8. The method for accurately constructing artificial wind fields using UAVs based on rotor airflow regulation as described in claim 1, characterized in that, The operations described include crop pollination, fruit surface dehydration, enhanced spray deposition, or regulation of canopy microclimate.

9. A UAV-based artificial wind field precision delivery system, used to implement the UAV-based artificial wind field precision construction method based on rotor airflow control as described in any one of claims 1 to 8, characterized in that, include: The target parameter setting module is used to set the target parameters of the artificial wind field based on the spatial location information of the target operation area and the operation requirements. A rotor airflow control module, connected to the target parameter setting module, is used to generate a UAV rotor airflow control strategy based on the target parameters; A flow guiding attitude control module is connected to the target parameter setting module and is used to generate an attitude control strategy for the flow guiding device based on the target parameters. The dynamic correction module is connected to the rotor airflow control module and the airflow attitude control module, and receives the attitude, position and environmental perception feedback information of the UAV. It is used to dynamically correct the rotor airflow control strategy and the attitude control strategy during operation. The collaborative control unit is connected to the rotor airflow control module, the guide attitude control module, and the UAV flight controller, respectively. It is used to coordinate rotor control commands, guide attitude control commands, and UAV basic flight control commands, and to ensure that the rotor airflow control strategy meets the flight state constraints.

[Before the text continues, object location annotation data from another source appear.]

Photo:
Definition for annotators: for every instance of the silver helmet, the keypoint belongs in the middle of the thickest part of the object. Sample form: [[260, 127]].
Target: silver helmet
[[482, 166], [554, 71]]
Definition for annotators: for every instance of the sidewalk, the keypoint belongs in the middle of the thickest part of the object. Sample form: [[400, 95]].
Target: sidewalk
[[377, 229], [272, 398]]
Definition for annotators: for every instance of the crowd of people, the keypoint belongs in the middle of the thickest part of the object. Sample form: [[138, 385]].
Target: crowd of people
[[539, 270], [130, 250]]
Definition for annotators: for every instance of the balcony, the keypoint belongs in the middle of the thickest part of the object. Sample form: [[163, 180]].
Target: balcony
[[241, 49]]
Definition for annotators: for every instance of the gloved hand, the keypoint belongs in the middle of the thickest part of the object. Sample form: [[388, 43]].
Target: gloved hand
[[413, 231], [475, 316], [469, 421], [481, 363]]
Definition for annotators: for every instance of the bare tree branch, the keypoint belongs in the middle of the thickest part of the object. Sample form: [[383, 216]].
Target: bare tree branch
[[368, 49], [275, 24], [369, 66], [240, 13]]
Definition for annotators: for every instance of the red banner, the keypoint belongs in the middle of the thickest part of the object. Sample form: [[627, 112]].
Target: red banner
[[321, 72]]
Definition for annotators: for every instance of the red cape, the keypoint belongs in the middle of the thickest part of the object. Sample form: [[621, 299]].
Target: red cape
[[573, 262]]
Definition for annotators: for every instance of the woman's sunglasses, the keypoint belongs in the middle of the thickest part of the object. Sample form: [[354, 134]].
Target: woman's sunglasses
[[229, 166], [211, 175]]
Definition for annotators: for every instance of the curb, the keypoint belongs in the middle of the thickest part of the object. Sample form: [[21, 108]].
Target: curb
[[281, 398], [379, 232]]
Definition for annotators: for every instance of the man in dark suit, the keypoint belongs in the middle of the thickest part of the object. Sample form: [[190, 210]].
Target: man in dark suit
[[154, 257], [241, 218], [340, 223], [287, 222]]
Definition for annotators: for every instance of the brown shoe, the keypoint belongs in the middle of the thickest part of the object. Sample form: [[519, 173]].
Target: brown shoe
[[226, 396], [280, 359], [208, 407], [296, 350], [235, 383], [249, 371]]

10. A drone for precise delivery of artificial wind farms, characterized in that, include: A multi-rotor unmanned aerial vehicle platform, which includes multiple independently driven rotors; At least one flow guiding device is disposed below the UAV platform. The flow guiding device includes a flow guiding body, a ball joint assembly, and a mounting bracket. The ball joint assembly includes a ball head and a ball socket that cooperate with each other. The ball head is connected to the flow guiding body, and the ball socket is connected to the UAV platform through the mounting bracket, so that the flow guiding body has three rotational degrees of freedom relative to the UAV platform: rotation about the Z-axis, tilting about the X-axis, and tilting about the Y-axis. The controller is communicatively connected to the drive units of the plurality of rotors and the drive unit of the air guide device; The controller is configured to execute the method for accurately constructing an artificial wind field for UAVs based on rotor airflow control as described in any one of claims 1 to 8, in order to control the rotational speed, phase and lift ratio of each rotor, and to control the attitude of the airflow guiding device, thereby accurately constructing and delivering an artificial wind field that conforms to the target parameters in the target operating area.